This is a Replicate implementation of NeuTTS Air, a state-of-the-art text-to-speech model with instant voice cloning capabilities.
- 🗣 Best-in-class realism - Ultra-realistic, natural-sounding voices
- 👫 Instant voice cloning - Clone any voice with just 3-15 seconds of audio
- 🚄 Real-time generation - Fast inference on CPU
- 📱 On-device ready - Optimized for lightweight deployment
- Architecture: Built on Qwen 0.5B LLM backbone
- Audio Codec: NeuCodec proprietary neural audio codec
- Sample Rate: 24kHz output
- Inference: CPU-optimized
Make sure you have Cog installed:
sudo curl -o /usr/local/bin/cog -L https://github.com/replicate/cog/releases/latest/download/cog_`uname -s`_`uname -m`
sudo chmod +x /usr/local/bin/cog
huggingface-cli download neuphonic/neutts-air --local-dir checkpoints
cog build
cog predict \
-i input_text="Hello, this is a test of the NeuTTS Air voice cloning system." \
-i ref_audio=@samples/dave.wav \
-i ref_text="My name is Dave, and um, I'm from London"

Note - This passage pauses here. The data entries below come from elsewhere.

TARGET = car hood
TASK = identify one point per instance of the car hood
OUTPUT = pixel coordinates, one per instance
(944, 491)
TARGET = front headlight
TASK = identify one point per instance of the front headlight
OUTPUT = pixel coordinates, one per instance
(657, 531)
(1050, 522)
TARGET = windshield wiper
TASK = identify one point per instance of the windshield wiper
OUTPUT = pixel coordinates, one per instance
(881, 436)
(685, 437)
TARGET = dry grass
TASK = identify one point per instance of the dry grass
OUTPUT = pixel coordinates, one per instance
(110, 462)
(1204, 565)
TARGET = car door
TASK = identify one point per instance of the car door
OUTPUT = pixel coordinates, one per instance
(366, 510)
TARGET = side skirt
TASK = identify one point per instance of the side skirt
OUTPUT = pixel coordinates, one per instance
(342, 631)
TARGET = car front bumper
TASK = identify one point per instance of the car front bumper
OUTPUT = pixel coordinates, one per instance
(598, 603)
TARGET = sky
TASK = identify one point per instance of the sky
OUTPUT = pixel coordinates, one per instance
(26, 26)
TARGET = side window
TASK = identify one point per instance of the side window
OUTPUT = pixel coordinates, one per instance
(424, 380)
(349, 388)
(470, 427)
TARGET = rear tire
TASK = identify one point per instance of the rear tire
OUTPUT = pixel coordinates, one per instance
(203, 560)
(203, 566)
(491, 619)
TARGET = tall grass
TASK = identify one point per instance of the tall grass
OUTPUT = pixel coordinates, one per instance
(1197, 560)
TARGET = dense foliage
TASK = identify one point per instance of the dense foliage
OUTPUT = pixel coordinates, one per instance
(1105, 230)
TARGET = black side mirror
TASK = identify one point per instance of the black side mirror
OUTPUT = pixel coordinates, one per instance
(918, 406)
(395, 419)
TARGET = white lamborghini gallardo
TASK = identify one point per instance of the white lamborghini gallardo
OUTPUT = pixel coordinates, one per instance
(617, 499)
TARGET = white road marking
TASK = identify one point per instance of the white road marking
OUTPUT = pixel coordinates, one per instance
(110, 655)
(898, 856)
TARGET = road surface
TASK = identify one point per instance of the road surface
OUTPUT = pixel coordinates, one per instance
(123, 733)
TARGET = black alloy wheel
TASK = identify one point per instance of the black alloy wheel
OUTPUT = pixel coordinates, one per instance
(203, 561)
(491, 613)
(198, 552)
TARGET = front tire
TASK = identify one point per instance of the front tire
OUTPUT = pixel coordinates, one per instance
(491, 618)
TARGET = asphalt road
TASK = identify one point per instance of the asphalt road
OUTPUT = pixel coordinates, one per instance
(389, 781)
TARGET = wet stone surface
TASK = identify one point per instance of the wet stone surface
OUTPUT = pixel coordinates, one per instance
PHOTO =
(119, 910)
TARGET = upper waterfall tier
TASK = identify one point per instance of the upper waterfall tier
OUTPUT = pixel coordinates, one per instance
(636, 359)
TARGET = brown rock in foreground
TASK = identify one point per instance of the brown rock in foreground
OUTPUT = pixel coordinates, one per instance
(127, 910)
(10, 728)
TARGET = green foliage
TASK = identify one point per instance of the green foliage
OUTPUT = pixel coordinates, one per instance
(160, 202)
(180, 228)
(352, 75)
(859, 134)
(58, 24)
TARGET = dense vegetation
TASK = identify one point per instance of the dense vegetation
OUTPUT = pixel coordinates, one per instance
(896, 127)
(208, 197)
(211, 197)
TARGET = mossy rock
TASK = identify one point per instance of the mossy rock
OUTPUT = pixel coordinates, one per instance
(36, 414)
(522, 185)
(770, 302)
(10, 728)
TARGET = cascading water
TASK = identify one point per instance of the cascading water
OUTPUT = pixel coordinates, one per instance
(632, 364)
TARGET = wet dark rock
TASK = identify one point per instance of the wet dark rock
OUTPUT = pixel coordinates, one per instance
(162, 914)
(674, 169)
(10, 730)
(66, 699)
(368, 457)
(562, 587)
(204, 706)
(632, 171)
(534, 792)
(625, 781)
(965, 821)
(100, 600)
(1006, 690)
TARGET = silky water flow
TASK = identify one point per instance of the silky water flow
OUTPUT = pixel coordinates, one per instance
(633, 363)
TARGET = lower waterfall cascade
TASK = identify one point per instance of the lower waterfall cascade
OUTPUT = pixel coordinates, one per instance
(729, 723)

from cog import BasePredictor, Input, Path
import soundfile as sf
from neuttsair.neutts import NeuTTSAir
# Initialize model
tts = NeuTTSAir(
backbone_repo="./checkpoints",
backbone_device="cpu",
codec_repo="neuphonic/neucodec",
codec_device="cpu"
)
# Prepare inputs
input_text = "My name is Dave, and um, I'm from London."

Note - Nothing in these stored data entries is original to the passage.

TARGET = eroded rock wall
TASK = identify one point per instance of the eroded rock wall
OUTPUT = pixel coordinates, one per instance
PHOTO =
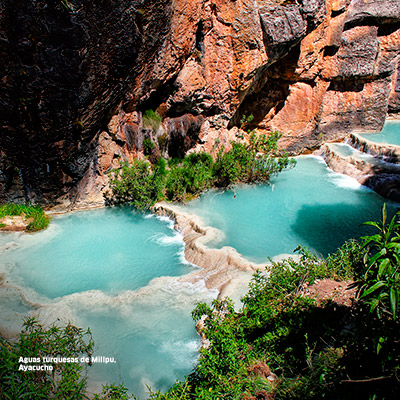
(78, 76)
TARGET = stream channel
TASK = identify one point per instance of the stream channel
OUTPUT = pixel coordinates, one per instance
(120, 272)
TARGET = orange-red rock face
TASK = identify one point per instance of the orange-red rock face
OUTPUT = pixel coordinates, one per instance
(312, 69)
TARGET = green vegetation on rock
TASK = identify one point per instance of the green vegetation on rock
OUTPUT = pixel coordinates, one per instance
(39, 219)
(142, 184)
(282, 344)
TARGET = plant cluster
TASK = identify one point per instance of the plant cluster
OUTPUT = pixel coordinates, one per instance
(142, 184)
(282, 344)
(39, 219)
(315, 350)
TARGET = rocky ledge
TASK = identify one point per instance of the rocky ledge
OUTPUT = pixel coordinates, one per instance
(79, 76)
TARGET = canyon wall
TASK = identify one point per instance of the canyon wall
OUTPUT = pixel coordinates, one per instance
(81, 79)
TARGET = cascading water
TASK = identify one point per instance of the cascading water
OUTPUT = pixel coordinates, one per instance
(121, 273)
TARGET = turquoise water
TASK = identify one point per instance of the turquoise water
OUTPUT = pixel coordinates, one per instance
(119, 272)
(116, 272)
(308, 205)
(390, 134)
(108, 249)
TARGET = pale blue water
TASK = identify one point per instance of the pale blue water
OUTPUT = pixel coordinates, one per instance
(117, 271)
(106, 249)
(114, 271)
(308, 205)
(390, 134)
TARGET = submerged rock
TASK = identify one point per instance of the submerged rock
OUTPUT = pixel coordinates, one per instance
(77, 72)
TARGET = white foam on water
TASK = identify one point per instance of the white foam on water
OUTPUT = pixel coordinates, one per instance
(183, 352)
(166, 240)
(166, 219)
(183, 260)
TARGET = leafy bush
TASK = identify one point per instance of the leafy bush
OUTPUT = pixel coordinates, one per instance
(253, 162)
(40, 219)
(148, 146)
(187, 178)
(137, 184)
(379, 283)
(316, 350)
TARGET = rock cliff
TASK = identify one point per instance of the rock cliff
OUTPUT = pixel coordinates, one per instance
(79, 77)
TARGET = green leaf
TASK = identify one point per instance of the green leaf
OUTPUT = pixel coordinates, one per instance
(382, 267)
(394, 294)
(376, 256)
(373, 288)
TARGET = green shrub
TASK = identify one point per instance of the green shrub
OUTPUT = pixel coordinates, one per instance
(249, 163)
(40, 219)
(148, 147)
(186, 178)
(136, 184)
(379, 283)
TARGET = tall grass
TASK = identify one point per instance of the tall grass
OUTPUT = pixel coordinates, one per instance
(40, 219)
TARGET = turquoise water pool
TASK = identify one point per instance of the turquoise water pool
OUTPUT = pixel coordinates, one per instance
(390, 134)
(114, 271)
(119, 272)
(308, 205)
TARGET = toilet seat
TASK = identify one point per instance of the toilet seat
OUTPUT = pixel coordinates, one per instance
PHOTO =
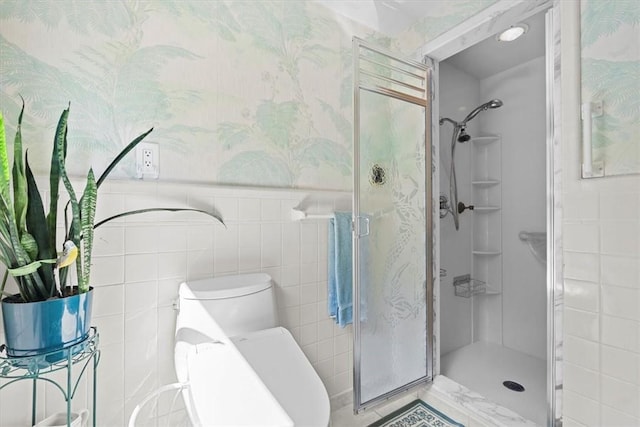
(285, 370)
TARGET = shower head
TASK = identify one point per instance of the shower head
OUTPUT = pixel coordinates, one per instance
(494, 103)
(463, 136)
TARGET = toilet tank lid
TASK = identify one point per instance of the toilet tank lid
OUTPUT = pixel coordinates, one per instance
(224, 286)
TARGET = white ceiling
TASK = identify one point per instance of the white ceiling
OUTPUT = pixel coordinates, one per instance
(490, 56)
(386, 16)
(481, 60)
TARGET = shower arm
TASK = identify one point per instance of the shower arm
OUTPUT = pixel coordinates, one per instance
(447, 119)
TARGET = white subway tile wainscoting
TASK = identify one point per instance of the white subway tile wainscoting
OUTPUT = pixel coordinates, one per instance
(139, 262)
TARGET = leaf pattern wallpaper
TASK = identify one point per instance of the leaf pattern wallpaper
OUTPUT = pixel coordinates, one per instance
(610, 32)
(238, 92)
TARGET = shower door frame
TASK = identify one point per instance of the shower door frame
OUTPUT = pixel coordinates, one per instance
(482, 25)
(427, 103)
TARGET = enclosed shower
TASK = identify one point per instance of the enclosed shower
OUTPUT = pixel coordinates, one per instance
(453, 206)
(492, 170)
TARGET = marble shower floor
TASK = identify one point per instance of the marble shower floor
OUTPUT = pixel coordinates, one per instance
(482, 367)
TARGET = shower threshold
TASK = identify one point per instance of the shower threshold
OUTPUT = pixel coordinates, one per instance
(484, 367)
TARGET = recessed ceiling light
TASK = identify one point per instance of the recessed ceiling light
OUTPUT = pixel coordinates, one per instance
(512, 33)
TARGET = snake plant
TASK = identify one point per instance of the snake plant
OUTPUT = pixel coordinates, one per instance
(28, 236)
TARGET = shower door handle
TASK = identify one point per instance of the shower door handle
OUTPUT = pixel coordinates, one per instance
(367, 225)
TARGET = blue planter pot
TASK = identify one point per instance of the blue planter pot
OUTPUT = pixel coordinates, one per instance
(35, 328)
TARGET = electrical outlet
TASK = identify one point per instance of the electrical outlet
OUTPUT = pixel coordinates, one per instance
(148, 160)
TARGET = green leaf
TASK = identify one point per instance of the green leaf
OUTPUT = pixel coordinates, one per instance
(20, 198)
(141, 211)
(5, 181)
(88, 209)
(58, 157)
(119, 157)
(37, 227)
(73, 232)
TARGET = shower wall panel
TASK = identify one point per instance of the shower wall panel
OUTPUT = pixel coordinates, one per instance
(459, 94)
(522, 125)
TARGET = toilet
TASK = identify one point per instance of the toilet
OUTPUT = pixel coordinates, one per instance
(232, 352)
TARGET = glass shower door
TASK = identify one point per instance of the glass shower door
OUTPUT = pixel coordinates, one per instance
(392, 227)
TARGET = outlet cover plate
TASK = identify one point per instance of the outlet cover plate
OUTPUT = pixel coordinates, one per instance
(148, 160)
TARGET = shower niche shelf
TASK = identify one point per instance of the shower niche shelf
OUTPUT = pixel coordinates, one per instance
(487, 183)
(488, 139)
(486, 209)
(486, 191)
(487, 253)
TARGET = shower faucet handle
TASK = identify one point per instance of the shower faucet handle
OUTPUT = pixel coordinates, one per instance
(462, 207)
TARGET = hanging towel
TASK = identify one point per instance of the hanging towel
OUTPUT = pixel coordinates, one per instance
(340, 292)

ref_audio_path = "samples/dave.wav"
ref_text = "My name is Dave, and um, I'm from London."
# Generate speech
ref_codes = tts.encode_reference(ref_audio_path)

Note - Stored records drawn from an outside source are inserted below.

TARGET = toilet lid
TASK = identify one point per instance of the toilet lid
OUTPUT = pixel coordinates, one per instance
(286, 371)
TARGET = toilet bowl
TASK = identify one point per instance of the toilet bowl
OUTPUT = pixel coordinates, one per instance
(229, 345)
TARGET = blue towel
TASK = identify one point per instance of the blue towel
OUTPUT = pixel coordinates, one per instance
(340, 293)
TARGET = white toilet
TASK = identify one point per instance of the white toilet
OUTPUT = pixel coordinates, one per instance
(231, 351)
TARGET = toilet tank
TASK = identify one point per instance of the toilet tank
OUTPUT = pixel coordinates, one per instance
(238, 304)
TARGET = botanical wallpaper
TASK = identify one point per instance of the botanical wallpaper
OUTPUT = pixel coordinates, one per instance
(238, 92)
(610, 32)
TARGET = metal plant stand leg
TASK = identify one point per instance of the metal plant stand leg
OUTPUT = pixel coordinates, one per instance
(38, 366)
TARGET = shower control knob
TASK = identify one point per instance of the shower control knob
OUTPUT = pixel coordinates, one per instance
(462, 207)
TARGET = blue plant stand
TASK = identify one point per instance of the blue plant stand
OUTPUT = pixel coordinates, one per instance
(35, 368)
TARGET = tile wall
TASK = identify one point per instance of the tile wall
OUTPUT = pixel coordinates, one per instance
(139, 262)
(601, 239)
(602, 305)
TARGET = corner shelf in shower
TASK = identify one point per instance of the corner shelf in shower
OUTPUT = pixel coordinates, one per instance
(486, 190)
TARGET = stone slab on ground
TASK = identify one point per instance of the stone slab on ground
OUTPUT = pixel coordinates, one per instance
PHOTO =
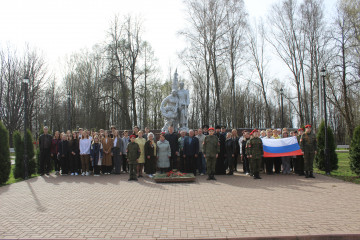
(278, 206)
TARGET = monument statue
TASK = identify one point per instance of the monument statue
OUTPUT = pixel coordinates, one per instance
(174, 107)
(184, 102)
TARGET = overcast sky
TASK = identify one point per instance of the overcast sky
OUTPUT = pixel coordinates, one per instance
(59, 28)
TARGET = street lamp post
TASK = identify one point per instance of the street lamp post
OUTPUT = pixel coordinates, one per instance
(25, 82)
(326, 153)
(69, 113)
(282, 107)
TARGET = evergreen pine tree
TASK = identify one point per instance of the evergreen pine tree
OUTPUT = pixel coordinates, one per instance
(5, 162)
(320, 156)
(355, 151)
(19, 154)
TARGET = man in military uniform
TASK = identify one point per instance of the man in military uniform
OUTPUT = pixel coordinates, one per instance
(133, 154)
(299, 160)
(220, 161)
(211, 150)
(255, 153)
(308, 146)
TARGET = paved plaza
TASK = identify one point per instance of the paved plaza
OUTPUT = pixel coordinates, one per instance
(233, 207)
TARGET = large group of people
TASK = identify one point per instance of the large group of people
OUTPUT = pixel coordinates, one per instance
(207, 150)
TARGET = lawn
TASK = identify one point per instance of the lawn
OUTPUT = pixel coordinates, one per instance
(343, 172)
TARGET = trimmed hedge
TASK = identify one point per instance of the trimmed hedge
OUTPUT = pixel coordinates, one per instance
(355, 151)
(5, 162)
(19, 154)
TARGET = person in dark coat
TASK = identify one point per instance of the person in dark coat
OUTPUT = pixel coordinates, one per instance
(191, 151)
(172, 138)
(96, 155)
(235, 138)
(150, 155)
(220, 161)
(63, 154)
(45, 151)
(230, 151)
(54, 145)
(74, 161)
(245, 160)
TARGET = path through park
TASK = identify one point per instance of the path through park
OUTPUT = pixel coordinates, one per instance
(233, 207)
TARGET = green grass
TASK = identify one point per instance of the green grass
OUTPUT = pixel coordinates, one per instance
(343, 172)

wav = tts.infer(input_text, ref_codes, ref_text)
# Save output
sf.write("output.wav", wav, 24000)
- input_text (string, required): The text to synthesize as speech
- ref_audio (file, required): Reference audio file for voice cloning
- Format:
.wav
file - Duration: 3-15 seconds recommended
- Sample rate: 16-44 kHz
- Channels: Mono preferred
- Quality: Clean audio with minimal background noise
- Format:
- ref_text (string, optional): Transcript of what's being said in the reference audio
Returns a .wav
file containing the synthesized speech at 24kHz sample rate.
- Use high-quality reference audio: Clean, clear recordings work best
- Match speaking style: The model will mimic the tone and style of the reference
- Provide accurate transcripts: The ref_text should match what's actually said in ref_audio
- Optimal reference length: 3-15 seconds captures the voice well
- Natural speech: Conversational audio with few pauses works best
Apache 2.0
Created by Neuphonic - building faster, smaller, on-device voice AI.
This model includes Perth (Perceptual Threshold) Watermarker for responsible AI usage. Please use this technology ethically and responsibly.